Prevention Strategies:
Meticulous technique during endovascular access and stent deployment
Appropriate stent selection based on venous anatomy and lesion characteristics
Aggressive anticoagulation post-stenting, especially in cases of acute DVT
Adherence to long-term anticoagulation as prescribed
Long-term use of compression stockings
Regular follow-up with duplex ultrasound to monitor stent patency and detect early signs of restenosis.
Prognosis
Factors Affecting Prognosis:
Timeliness of diagnosis and intervention
Presence and extent of acute DVT at presentation
Success of the stenting procedure (achieving good lumen gain and favorable pressure gradient)

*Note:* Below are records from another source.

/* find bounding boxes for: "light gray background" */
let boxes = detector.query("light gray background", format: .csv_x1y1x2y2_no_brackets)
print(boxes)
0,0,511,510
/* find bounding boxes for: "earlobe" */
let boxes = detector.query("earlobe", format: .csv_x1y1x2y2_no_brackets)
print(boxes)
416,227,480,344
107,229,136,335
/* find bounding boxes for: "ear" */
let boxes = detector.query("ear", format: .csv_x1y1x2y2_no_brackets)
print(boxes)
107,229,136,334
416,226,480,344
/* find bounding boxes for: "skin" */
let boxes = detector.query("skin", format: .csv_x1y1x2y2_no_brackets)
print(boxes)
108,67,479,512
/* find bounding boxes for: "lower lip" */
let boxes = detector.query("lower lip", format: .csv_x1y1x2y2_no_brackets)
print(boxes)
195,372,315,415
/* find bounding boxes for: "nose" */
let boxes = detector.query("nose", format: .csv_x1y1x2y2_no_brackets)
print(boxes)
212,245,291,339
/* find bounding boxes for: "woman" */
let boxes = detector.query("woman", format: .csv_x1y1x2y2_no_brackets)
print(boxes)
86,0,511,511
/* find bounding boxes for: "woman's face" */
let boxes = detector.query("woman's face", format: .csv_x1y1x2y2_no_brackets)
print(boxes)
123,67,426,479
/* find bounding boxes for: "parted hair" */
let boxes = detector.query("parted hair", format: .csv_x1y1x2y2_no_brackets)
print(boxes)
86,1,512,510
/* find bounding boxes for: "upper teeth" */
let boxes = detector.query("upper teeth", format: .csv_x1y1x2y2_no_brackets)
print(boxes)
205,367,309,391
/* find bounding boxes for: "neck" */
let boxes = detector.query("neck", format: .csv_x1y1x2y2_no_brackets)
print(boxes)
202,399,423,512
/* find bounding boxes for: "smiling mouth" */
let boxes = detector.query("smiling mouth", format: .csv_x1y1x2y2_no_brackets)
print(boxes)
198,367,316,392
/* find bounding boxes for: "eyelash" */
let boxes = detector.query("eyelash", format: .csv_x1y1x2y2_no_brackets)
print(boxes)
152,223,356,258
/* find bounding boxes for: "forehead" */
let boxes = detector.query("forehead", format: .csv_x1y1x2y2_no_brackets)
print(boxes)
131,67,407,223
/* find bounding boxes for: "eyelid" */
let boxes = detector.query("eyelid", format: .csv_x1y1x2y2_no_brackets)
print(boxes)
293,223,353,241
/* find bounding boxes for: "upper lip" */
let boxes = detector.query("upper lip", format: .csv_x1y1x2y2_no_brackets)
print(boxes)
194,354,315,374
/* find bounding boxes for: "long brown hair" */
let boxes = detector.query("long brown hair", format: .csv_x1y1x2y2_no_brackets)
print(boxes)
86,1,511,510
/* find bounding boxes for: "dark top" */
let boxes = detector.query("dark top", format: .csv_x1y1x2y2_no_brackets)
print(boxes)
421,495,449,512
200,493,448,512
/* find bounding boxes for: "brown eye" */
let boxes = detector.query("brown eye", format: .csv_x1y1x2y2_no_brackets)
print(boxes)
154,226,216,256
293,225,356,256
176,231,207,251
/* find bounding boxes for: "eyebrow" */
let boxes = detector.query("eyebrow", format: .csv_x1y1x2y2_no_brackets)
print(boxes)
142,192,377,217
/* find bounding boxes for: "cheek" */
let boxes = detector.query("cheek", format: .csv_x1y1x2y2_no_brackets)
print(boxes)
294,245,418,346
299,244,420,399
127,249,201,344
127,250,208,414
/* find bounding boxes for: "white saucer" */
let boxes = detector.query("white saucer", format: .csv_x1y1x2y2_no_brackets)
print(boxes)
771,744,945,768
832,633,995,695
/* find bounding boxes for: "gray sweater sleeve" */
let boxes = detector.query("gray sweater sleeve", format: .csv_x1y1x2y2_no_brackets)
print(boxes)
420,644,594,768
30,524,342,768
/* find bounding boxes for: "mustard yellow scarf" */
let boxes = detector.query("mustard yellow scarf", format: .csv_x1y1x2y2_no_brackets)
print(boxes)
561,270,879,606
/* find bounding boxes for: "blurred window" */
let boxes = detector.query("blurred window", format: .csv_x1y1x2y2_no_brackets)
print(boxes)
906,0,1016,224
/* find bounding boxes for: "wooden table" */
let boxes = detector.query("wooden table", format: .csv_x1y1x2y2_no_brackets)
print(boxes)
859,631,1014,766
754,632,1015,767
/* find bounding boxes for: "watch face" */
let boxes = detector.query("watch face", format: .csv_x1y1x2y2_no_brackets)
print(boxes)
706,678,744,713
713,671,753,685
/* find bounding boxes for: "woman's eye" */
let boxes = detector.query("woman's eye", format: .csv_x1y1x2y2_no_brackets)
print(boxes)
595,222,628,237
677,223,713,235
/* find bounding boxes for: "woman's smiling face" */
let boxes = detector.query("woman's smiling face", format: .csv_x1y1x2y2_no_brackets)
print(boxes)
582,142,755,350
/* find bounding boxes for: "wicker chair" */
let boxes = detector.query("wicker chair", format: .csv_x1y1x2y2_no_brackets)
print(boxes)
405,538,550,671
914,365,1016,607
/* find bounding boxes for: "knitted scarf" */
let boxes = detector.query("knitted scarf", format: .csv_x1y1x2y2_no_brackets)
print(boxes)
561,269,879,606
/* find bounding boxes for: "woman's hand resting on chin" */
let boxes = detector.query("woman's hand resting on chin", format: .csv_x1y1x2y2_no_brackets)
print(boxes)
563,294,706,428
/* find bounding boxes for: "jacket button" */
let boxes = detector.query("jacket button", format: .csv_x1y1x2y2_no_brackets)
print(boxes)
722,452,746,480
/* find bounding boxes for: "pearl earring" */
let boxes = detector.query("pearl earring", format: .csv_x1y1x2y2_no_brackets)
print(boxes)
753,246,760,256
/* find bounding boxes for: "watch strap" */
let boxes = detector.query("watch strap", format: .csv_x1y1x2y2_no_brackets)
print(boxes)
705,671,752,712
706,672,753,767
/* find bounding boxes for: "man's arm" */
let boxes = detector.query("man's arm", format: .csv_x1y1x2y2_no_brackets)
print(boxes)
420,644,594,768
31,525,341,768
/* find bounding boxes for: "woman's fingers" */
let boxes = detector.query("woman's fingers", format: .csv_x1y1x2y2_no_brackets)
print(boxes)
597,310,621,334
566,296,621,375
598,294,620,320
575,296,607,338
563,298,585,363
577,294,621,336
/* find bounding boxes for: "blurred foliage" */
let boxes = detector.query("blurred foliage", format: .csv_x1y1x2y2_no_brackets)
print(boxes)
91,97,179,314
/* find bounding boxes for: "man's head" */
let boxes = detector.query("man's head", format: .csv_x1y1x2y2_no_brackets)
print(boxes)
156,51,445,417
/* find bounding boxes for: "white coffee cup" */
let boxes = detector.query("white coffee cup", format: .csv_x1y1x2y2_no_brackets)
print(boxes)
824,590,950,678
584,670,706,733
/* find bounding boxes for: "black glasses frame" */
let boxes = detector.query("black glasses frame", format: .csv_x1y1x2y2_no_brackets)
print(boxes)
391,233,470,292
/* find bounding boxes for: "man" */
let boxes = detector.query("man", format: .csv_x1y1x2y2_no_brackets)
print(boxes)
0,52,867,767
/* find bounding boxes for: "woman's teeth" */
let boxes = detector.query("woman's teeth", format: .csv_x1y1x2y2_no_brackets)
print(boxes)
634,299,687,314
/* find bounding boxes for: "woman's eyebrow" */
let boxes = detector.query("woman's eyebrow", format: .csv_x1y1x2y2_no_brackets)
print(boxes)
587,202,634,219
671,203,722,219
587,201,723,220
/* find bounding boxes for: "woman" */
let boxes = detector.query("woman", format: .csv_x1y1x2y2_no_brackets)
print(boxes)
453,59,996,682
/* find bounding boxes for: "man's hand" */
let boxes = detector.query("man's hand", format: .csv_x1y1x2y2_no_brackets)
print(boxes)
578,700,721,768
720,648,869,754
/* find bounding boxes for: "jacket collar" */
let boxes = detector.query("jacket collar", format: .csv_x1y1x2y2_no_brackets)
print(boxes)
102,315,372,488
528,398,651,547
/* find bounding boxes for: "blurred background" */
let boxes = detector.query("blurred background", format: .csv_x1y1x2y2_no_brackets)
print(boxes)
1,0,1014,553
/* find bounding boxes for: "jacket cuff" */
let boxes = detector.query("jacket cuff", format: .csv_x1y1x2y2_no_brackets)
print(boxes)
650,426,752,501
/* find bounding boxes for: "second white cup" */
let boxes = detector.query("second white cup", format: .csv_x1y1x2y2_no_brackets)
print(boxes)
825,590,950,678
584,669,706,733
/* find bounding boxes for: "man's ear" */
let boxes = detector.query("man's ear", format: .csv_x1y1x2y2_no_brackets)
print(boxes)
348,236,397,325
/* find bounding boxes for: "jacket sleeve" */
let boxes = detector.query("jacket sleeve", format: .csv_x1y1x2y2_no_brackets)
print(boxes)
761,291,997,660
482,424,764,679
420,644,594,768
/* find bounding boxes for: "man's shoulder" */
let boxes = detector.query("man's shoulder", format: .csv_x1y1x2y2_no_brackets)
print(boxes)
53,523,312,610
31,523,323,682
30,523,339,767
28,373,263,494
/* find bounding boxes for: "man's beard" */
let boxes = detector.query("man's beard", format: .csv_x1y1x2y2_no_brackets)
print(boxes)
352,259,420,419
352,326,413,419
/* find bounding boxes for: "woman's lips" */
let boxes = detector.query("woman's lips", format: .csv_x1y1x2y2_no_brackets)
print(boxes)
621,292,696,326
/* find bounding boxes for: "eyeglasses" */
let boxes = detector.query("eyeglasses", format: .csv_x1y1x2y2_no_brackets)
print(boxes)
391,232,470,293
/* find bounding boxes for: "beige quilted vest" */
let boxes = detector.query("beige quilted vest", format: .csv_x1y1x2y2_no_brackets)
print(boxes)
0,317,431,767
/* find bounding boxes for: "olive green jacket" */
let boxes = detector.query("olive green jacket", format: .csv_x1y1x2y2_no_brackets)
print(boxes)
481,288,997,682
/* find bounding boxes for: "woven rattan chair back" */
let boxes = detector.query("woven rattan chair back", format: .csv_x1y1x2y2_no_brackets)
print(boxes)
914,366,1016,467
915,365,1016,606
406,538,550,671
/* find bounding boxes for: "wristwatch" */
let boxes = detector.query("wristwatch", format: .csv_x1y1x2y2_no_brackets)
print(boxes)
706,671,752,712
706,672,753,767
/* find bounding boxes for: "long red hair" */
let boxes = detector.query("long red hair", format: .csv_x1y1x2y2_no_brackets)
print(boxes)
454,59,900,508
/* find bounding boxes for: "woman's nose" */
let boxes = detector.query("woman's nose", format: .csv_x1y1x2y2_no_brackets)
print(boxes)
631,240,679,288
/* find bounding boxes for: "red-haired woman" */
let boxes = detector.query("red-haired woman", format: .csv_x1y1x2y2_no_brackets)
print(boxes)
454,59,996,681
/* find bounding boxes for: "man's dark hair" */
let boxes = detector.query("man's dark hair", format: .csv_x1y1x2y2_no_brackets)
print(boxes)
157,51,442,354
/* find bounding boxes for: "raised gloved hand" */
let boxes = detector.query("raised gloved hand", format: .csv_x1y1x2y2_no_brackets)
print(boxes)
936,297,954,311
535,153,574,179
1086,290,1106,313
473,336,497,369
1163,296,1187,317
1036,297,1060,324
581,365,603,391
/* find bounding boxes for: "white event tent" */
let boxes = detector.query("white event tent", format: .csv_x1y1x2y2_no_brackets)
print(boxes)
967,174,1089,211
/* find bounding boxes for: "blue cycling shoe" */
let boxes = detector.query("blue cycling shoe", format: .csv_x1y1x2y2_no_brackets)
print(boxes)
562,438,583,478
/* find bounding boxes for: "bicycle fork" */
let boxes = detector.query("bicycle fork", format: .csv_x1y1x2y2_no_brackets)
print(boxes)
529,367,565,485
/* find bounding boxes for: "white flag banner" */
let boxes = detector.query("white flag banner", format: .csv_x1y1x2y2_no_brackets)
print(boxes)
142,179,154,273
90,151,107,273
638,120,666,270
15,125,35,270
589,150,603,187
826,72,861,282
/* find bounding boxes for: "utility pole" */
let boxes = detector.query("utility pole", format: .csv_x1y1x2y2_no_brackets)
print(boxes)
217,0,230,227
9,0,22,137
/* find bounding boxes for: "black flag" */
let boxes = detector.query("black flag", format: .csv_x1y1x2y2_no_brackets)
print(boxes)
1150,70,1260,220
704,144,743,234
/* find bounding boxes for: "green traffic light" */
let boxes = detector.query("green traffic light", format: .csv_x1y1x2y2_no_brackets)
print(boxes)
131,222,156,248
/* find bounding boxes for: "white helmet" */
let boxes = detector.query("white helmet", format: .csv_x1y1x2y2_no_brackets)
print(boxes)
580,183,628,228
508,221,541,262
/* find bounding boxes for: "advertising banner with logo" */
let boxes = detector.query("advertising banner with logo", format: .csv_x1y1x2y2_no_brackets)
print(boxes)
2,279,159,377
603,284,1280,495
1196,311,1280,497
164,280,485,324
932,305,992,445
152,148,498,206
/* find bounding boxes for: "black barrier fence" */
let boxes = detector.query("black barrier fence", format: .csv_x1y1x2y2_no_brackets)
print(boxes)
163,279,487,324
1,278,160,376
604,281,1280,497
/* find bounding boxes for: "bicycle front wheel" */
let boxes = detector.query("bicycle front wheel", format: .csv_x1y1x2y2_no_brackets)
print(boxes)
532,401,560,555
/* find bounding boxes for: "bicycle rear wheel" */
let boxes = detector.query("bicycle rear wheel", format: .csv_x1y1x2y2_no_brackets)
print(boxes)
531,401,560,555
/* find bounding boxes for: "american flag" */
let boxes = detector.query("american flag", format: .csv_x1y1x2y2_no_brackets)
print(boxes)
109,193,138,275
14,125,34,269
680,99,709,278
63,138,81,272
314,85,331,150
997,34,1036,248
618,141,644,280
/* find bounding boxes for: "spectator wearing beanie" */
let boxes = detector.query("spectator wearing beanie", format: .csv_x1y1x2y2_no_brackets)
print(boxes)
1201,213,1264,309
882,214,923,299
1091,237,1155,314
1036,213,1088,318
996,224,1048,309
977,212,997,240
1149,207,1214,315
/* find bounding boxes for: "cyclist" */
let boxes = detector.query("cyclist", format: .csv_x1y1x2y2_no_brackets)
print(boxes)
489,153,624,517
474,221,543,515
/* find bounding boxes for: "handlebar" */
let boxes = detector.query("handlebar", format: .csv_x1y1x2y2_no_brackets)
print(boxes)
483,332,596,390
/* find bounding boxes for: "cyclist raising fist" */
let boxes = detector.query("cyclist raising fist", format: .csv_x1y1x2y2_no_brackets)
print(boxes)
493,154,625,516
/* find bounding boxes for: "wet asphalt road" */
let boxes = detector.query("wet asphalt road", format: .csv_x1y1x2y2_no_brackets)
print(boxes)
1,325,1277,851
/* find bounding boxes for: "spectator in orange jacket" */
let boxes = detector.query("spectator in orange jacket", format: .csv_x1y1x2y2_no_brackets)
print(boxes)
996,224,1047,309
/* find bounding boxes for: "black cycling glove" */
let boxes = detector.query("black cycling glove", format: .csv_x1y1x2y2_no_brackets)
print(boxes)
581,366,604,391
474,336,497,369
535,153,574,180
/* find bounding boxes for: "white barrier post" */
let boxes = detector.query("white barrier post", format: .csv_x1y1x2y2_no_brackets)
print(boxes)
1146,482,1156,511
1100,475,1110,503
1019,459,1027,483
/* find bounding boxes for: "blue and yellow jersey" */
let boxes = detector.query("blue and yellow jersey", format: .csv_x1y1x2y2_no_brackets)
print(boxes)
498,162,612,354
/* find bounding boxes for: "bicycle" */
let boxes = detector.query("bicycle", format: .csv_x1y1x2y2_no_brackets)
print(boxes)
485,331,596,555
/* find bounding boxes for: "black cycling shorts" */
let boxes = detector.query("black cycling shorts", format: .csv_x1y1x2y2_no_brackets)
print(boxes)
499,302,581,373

Adherence to anticoagulation and compression therapy
Presence of underlying hypercoagulable states
Degree of pre-existing venous damage and post-thrombotic changes.
Outcomes:
With successful iliac vein stenting, most patients experience significant symptom relief, including reduced leg swelling, pain, and improved quality of life
Long-term patency rates for iliac vein stents in MTS are generally high (80-90% at 5 years), especially when treating isolated venous compression without extensive chronic DVT
Patients with pre-existing significant PTS may have less dramatic improvement but can still benefit from reduced symptom burden.
Follow Up:
Lifelong follow-up is generally recommended
Initial follow-up typically involves duplex ultrasound at 1, 3, 6, and 12 months post-procedure, then annually or as needed
Regular clinical assessment for recurrence of symptoms or signs of venous insufficiency
Emphasis on continued use of compression stockings and appropriate anticoagulation
Patients should be educated on signs of recurrent DVT and advised to seek immediate medical attention.
Key Points
Exam Focus:
MTS is defined by compression of the left common iliac vein by the right common iliac artery, leading to left-sided DVT/venous insufficiency
Imaging of choice for diagnosis: MRV/CTV, IVUS confirms and quantifies
Treatment of choice for symptomatic MTS: iliac vein stenting
Anticoagulation is critical for acute DVT and post-stenting
Complications include in-stent thrombosis/restenosis and PTS.
Clinical Pearls:
Suspect MTS in young patients with isolated left lower extremity DVT or chronic venous insufficiency
Always assess for a pressure gradient across the iliac vein confluence, especially during venography or IVUS
Consider caval filters only if there is contraindication to stenting and high risk of PE
Stent placement should ideally restore venous flow and minimize pressure gradient
Long-term compliance with anticoagulation and compression is vital for successful outcomes.
Common Mistakes:
Misdiagnosing MTS as isolated DVT without investigating the iliac vein confluence
Delaying intervention in acute iliofemoral DVT due to MTS, leading to increased PTS
Inadequate anticoagulation post-stenting, increasing risk of in-stent thrombosis
Forgetting to check for a pressure gradient, leading to undertreatment or overtreatment
Underestimating the importance of long-term compression therapy and patient adherence.